3-rd option is interesting. Just that there will be alot of opposition from people worrying about 1 ping an hour should some multicast group announcement and subscription messages appear on the network...
No, it would work the other way around! Someone sets up a service on amprnet where services can announce themselves to be in the global directory of services. Anyone running a service who would want to be in that directory sends regular announcements to the central server, and those who do not want traffic simply don't annouce themselves and won't have any unwanted traffic.
It can be really simple, any capable PHP or ASP programmer can write this in "one rainy sunday afternoon" as the saying is here. Of course to get it universally accepted is another matter.
Design would be like this:
Anyone who wants to announce their service makes a cron job that once per day posts a file to the central server (XML, JSON, whatever) using a simple call to wget or curl. The file contains the specification of the local services. It can be called manually whenever the file has been edited for quick update.
The central server receives the posts (simple HTTP POST) and parses the data, if valid it creates one or more database records with services and sets the time it (last) received this announcement.

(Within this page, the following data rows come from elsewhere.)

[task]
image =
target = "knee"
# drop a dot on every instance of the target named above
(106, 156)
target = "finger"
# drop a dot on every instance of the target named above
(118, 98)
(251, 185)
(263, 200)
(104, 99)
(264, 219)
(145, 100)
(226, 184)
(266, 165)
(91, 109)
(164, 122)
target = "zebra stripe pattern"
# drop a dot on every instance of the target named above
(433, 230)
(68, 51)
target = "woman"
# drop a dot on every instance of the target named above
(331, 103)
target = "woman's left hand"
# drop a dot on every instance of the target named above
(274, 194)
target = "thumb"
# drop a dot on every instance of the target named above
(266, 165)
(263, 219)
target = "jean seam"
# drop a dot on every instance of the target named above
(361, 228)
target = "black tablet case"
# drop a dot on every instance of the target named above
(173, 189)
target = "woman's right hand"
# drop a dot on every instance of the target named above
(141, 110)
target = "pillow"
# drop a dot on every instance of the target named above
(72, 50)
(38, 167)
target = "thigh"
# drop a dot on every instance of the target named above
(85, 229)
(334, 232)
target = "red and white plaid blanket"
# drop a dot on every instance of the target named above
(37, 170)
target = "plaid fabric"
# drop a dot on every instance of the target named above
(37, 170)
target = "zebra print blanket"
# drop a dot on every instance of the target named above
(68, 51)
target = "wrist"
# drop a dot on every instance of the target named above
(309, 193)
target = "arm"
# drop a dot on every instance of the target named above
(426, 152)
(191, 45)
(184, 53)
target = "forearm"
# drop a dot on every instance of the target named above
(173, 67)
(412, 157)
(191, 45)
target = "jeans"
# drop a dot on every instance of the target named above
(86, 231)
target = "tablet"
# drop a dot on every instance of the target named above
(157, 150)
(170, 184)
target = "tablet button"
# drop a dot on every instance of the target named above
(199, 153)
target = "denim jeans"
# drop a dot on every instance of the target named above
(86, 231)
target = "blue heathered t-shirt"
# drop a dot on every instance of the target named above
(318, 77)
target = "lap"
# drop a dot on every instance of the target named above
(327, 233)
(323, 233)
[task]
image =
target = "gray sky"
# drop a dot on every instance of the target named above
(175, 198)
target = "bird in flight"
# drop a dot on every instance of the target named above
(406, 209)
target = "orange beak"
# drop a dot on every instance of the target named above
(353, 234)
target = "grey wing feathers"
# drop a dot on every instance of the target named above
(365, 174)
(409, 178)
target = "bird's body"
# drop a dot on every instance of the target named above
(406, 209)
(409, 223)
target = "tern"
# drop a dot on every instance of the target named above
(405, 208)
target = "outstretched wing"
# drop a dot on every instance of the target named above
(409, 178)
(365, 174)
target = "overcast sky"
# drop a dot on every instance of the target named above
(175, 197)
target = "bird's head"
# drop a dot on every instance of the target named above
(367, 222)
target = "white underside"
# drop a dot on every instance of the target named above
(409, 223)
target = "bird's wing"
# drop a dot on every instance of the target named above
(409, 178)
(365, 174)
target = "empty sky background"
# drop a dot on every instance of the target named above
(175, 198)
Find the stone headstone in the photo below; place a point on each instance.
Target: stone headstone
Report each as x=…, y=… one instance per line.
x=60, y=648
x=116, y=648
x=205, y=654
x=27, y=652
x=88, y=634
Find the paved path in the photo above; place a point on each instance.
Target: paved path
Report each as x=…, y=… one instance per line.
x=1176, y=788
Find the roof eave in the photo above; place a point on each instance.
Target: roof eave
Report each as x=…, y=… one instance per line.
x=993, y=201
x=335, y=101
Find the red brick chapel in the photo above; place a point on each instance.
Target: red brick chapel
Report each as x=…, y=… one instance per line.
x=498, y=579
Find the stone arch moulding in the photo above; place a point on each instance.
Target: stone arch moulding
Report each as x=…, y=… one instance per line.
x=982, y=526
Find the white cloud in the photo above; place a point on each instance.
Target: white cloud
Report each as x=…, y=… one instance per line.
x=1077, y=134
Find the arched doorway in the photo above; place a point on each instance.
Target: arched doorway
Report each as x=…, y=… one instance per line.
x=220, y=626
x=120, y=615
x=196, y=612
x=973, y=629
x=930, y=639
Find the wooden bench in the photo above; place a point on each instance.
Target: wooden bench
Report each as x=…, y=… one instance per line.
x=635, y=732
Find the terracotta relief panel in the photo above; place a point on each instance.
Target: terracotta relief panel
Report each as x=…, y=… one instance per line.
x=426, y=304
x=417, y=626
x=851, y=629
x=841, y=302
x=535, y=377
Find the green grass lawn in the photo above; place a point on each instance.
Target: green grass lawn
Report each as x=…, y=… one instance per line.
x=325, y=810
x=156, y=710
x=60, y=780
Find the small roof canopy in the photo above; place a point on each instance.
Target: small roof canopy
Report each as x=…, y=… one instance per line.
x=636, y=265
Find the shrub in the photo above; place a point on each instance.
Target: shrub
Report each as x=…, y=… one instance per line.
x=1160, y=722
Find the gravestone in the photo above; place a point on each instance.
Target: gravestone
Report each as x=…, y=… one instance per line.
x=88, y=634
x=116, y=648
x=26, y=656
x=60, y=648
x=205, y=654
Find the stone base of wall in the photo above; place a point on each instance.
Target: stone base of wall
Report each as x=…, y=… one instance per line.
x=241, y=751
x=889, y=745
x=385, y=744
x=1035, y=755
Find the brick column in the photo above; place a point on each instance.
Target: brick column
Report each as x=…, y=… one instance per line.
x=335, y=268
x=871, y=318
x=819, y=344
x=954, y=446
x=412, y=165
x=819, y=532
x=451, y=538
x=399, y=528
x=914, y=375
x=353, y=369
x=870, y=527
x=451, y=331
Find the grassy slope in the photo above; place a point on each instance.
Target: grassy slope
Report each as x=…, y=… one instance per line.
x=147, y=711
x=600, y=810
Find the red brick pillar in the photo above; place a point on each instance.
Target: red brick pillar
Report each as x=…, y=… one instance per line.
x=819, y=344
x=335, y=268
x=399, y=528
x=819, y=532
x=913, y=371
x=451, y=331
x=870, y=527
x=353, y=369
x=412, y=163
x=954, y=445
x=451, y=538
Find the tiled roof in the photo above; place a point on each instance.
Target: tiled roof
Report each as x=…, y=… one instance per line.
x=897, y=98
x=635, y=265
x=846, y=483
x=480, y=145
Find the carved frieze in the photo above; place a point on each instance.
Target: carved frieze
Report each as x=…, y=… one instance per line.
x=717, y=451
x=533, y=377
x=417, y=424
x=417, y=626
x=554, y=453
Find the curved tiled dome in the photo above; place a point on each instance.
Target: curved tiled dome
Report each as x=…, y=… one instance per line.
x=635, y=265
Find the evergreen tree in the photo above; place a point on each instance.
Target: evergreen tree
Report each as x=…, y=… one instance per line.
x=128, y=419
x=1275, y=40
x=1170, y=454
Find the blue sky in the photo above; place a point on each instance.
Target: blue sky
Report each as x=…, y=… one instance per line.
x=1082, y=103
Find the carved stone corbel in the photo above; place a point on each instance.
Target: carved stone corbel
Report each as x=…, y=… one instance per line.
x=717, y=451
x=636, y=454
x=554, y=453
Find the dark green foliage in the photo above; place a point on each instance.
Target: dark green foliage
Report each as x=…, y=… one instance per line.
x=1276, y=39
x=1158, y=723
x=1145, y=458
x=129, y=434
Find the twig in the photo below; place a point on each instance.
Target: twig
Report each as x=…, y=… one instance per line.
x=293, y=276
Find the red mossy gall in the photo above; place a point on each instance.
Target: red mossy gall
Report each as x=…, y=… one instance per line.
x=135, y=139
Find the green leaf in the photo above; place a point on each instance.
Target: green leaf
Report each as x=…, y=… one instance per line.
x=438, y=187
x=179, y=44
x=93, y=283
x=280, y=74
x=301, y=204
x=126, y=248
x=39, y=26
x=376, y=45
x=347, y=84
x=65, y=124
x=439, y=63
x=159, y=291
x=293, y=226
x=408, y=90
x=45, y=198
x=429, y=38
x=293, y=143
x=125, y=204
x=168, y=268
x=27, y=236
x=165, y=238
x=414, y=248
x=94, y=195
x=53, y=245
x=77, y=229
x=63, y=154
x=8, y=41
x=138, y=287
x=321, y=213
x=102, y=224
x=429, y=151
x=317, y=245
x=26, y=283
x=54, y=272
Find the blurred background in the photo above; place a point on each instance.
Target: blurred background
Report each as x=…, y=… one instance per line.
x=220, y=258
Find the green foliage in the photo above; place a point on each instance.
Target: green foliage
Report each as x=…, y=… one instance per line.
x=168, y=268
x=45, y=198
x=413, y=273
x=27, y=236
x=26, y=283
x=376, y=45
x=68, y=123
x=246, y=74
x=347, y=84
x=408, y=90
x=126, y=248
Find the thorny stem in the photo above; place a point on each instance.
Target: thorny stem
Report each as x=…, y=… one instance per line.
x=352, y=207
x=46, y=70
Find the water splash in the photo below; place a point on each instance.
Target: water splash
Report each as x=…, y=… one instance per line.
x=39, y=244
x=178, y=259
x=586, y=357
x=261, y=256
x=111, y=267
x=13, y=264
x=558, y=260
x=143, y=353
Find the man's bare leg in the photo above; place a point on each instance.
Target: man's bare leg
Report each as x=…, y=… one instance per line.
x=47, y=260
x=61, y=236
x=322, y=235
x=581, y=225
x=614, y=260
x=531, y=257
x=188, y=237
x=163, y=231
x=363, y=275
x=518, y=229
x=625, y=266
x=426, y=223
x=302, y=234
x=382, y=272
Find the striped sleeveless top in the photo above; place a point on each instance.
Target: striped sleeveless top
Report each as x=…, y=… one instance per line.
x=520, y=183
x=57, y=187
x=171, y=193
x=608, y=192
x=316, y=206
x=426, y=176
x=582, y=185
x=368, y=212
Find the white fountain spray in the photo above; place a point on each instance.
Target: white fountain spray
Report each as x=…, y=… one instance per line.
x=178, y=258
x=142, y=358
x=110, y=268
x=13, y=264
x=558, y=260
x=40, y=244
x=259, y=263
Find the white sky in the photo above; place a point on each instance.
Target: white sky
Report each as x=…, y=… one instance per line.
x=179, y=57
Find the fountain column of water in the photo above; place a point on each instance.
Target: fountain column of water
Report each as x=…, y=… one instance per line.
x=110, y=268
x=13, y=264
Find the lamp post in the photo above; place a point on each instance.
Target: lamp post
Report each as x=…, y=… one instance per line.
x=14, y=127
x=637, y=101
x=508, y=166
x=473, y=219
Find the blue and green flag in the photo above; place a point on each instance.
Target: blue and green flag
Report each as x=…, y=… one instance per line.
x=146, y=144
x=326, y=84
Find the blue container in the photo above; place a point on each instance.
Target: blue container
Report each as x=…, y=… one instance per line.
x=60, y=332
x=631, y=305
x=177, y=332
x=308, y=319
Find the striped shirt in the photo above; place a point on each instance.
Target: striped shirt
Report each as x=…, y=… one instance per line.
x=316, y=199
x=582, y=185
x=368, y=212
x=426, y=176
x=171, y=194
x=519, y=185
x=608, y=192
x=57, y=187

The same central server provides an overview page (with search and/or selection options) that just dumps the contents of the database as a table. There is some expiration interval (a small multiple of the post interval, e.g. 3 days) after which records are deleted or no longer shown. This can also be a parameter in the selection.
Bottleneck: convince everyone who provides some service on amprnet to write the corresponding XML/JSON file and setting up the cron job. Providing a working script callable by cron (i.e. the wget call with the proper parameters) will help. An indication how to write a properly formatted file and/or a tool to do this will also help.
It can be made a part of www.ampr.org, for example. Then we can direct anyone there to lookup the service directory.